ADF copy actively add additionl column if not available in source


I have 10 files which have different columns count, but destination is same for all files. As we knoe copy active always looking for same number of columns in source as well as destination, My plan is to add the columns dynamically in copy activity and pass null to the destination, Do we have any way to dynamically create the comumn if not comming from source file.

I tried multiple things but not working every time I am getting unexpected type '|List`1' error


Solution

  • Copy activity cannot add columns dynamically based on the target data. Instead, you can use dataflow for this.

    For this, create 3 datasets.

    • One is for the source files list. In this give the path only till the source folder.

    • Second one is also for source but here, create a dataset parameter filename and use that at the file name of the dataset as @dataset().filename.

      enter image description here

    • The last dataset is for the target file. Give target file path in this dataset.

    These are my sample source files:

    Sample1.csv

    col4,col3,col2,col5,col1
    mycol4,1,22,mycol5,B
    mycol4,2,23,mycol5,B
    

    Sample2.csv

    col8,col3,col2,col9,col4
    mycol8,1,22,mycol9,mycol4
    mycol8,2,23,mycol9,mycol4
    

    Sample3.csv

    col1,col3,col2,col6,col7,col8
    Rakesh,1,22,2000-16-02,B,C
    Laddu,2,23,2001-16-03,B,C
    MS,3,42,1981-07-07,B,C
    

    In the target csv file, I took only headers. Your target file may contain the data.

    col1,col2,col3,col4,col5,col6,col7,col8,col9
    

    In the dataflow, give the target dataset as one source and source dataset with parameter as another source.

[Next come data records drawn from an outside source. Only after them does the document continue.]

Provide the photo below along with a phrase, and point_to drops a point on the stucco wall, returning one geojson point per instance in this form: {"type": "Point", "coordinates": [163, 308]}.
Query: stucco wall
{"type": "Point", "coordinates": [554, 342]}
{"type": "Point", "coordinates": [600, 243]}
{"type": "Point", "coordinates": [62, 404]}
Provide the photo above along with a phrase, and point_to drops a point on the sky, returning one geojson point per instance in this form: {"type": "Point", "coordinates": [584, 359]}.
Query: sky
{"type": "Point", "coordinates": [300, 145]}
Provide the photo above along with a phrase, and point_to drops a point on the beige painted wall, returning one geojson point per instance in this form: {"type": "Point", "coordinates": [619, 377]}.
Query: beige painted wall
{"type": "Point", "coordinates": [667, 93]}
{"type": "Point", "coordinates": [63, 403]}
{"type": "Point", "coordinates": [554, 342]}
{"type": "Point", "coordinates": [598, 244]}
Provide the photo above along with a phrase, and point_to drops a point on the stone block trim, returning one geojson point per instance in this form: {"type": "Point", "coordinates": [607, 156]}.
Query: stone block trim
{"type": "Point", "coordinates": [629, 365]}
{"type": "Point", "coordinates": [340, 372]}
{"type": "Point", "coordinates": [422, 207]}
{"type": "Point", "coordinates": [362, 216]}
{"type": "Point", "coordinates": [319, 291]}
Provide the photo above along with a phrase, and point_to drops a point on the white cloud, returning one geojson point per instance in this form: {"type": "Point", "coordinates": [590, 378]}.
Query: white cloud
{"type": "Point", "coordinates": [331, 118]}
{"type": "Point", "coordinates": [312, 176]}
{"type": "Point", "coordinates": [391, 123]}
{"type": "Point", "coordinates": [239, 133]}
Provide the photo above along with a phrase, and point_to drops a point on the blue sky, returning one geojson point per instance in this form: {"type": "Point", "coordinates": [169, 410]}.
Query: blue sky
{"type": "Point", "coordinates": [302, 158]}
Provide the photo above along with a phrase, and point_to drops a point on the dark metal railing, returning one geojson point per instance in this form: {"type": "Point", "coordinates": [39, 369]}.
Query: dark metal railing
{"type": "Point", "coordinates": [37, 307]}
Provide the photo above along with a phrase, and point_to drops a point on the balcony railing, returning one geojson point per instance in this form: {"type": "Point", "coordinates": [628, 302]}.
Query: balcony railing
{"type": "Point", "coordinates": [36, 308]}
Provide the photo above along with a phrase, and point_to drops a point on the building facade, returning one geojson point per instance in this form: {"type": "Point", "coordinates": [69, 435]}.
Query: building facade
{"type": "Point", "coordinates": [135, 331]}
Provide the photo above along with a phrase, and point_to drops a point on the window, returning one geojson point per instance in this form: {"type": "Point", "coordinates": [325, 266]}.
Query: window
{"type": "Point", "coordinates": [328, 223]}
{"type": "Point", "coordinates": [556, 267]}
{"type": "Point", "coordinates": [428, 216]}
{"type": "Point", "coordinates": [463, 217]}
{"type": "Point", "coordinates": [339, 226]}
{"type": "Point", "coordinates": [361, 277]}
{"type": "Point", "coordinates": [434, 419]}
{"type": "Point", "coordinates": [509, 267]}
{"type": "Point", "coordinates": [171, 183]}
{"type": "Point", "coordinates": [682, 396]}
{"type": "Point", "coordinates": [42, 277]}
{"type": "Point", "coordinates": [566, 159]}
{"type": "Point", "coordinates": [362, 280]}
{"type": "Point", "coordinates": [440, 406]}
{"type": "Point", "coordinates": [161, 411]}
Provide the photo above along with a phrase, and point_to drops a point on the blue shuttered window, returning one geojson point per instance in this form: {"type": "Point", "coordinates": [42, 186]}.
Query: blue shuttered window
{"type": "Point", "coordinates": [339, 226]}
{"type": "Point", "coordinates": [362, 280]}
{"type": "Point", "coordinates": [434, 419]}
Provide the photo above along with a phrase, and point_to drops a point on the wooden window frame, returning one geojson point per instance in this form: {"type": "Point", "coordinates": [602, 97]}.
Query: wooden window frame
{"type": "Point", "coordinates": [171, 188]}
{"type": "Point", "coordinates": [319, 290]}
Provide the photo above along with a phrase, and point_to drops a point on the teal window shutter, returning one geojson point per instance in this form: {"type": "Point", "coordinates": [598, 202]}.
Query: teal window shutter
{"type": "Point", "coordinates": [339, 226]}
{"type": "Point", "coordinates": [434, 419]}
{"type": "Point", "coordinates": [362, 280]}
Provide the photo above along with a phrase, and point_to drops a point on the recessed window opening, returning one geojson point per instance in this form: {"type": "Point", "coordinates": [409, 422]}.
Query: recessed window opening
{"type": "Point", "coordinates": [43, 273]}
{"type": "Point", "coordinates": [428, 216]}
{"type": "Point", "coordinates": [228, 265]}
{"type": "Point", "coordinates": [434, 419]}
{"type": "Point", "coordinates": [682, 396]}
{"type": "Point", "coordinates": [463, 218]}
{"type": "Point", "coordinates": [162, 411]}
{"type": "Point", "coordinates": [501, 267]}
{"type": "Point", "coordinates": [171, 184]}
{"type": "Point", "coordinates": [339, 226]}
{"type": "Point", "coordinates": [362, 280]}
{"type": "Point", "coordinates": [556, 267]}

    In the target dataset source, import the projection and make sure all data types match the source data. Here, I set all data types as string.

    enter image description here

    In the source, don't import any projection and clear the schema in the dataset as well.

    enter image description here

    Take a union transformation after TargetAsSource and union it with Source by Name.

    enter image description here

    Next add sink. The sink dataset should be the target dataset. Go to sink settings -> set the FIle Name option as Output to single file and give the actual file name in the Output to single file option.

    enter image description here

    Now, create a pipeline and take a Get meta data activity with the first source dataset that created earlier. In the fields of the Get meta data activity, give ChildItems. This will give all the file names list from the source folder.

    Take a For-Each activity after this and give child items array @activity('Get Metadata1').output.childItems from this to the for-each expression. Make sure you check Sequential checkbox in the For-Each activity.

    Inside For-Each, take Data flow activity and give the above dataflow to it. Give @item().name to the source dataset parameter like below.

    enter image description here

    Now, debug the pipeline and all of your source files data will be combined and adds required columns with null values after the pipeline run.

    enter image description here